The vibe from abroad: Another world travel market, another challenging destination
WTM is over for another year and the exhibitors scatter to the winds, back to their offices, exhausted after four days of intense smiling, late nights, too much coffee and unhealthy dining.
When WTM moved from Earls Court to ExCeL in 2002, the uproar was deafening and included such memorable reasons why it was all so bad; “I will have to travel east when I arrive at Victoria station” and another horror “where on earth is ExCeL?”. So it was with a mixture of amusement and sadness that I find these sentiments still very much in evidence in 2010. Smug exhibitors staying in west London were clearly feeling self-satisfied compared to those unfortunate souls having to make do with the local accommodation options.
East London (not to be confused with the town in South Africa) has long suffered from perceptions of high crime, low awareness, general negativity and frankly, a lack of interest. The product owners have always worked in the shadow of west London greatness and visitor numbers seemed to suggest this was never going to change.
Even before London won the bid to host the 2012 Olympic Games in 1995, the local industry had begun to work together to alter those perceptions and start to develop a coherent communications strategy for these unknown or developing clusters. Not a task for the feint-hearted, as this is the big ask; asking consumers to consider new options and challenging entrenched buying patterns and perceptions; the first-time visitor to London walks a well-trodden path and rarely steps outside this. Suppliers were being asked to work together, to promote outside their portfolio, to promote access and the wider destination.
We decided in the interests of economy and common sense, to not communicate with the first-time visitor directly, but to concentrate on those segments (local and international), that had been to London before and were in the market for new and “off the beaten track” experiences. It was amazing just what we found once we started to map and develop links in and around the destination.

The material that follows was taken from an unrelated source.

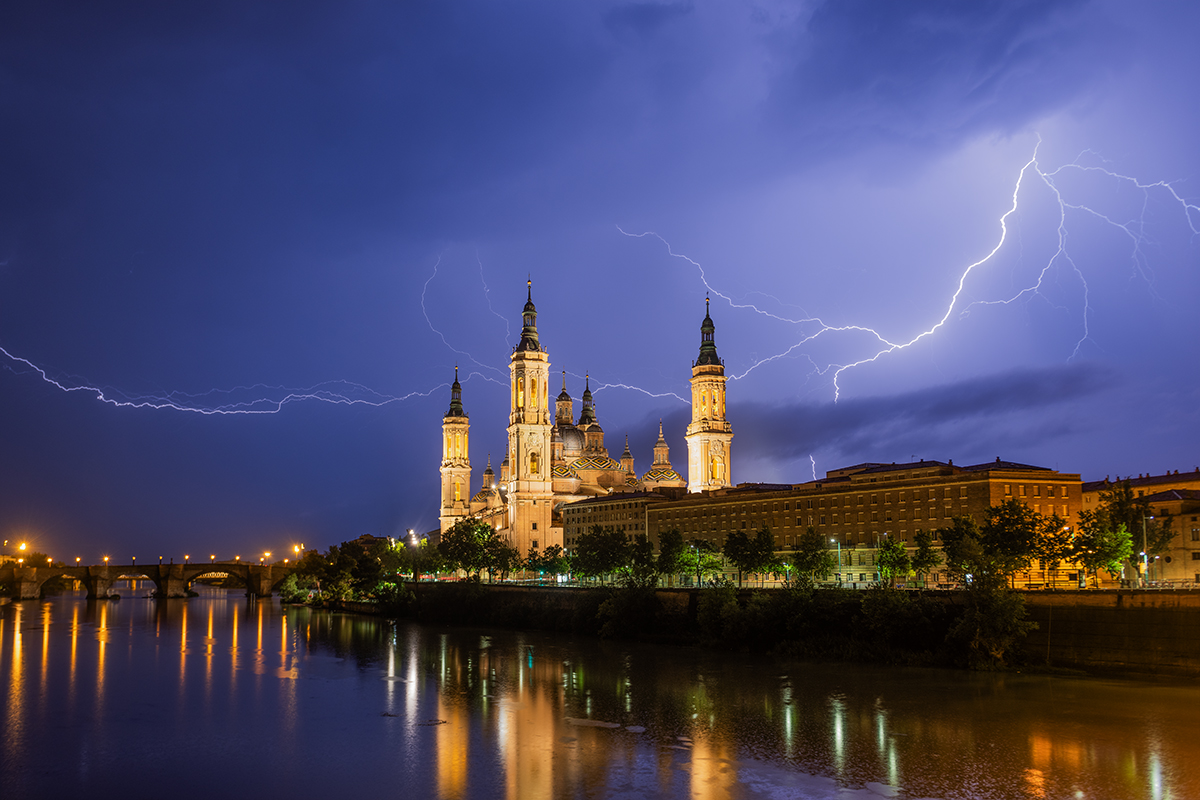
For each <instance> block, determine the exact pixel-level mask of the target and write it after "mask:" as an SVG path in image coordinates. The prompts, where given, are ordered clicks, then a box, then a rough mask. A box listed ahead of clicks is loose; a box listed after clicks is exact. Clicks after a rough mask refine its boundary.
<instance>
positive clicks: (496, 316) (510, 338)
mask: <svg viewBox="0 0 1200 800" xmlns="http://www.w3.org/2000/svg"><path fill="white" fill-rule="evenodd" d="M475 261H476V263H478V264H479V282H480V283H482V284H484V299H485V300H487V309H488V311H490V312H492V314H493V315H496V317H499V318H500V321H502V323H504V341H505V342H511V341H512V329H511V327H509V318H508V317H505V315H504V314H502V313H499V312H498V311H496V308H493V307H492V290H491V289H488V288H487V278H485V277H484V261H482V260H481V259H480V258H479V251H478V249H476V251H475ZM426 319H428V317H426Z"/></svg>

I believe that Cape Town is at that point in its growth and maturity in the UK market; so many visitors have now been up Table Mountain, taken photo’s of penguins and dined at the Waterfront, and what the travel trade has been telling us all week, their clients are ready too for new experiences. Cape Town still has much to offer and this could perhaps be the way in for smaller product owners who offer something authentic, of high quality and most of all, value for money. For this strategy to be sustainable however, they must work together with the established product and not be seen in parallel, difficult to access or promote. As in London, both well-established and the newer products have something to offer visitors.
Judging from my encounters at WTM this year, there is clearly a lot more work to be done in east London, but we are in it for the long haul.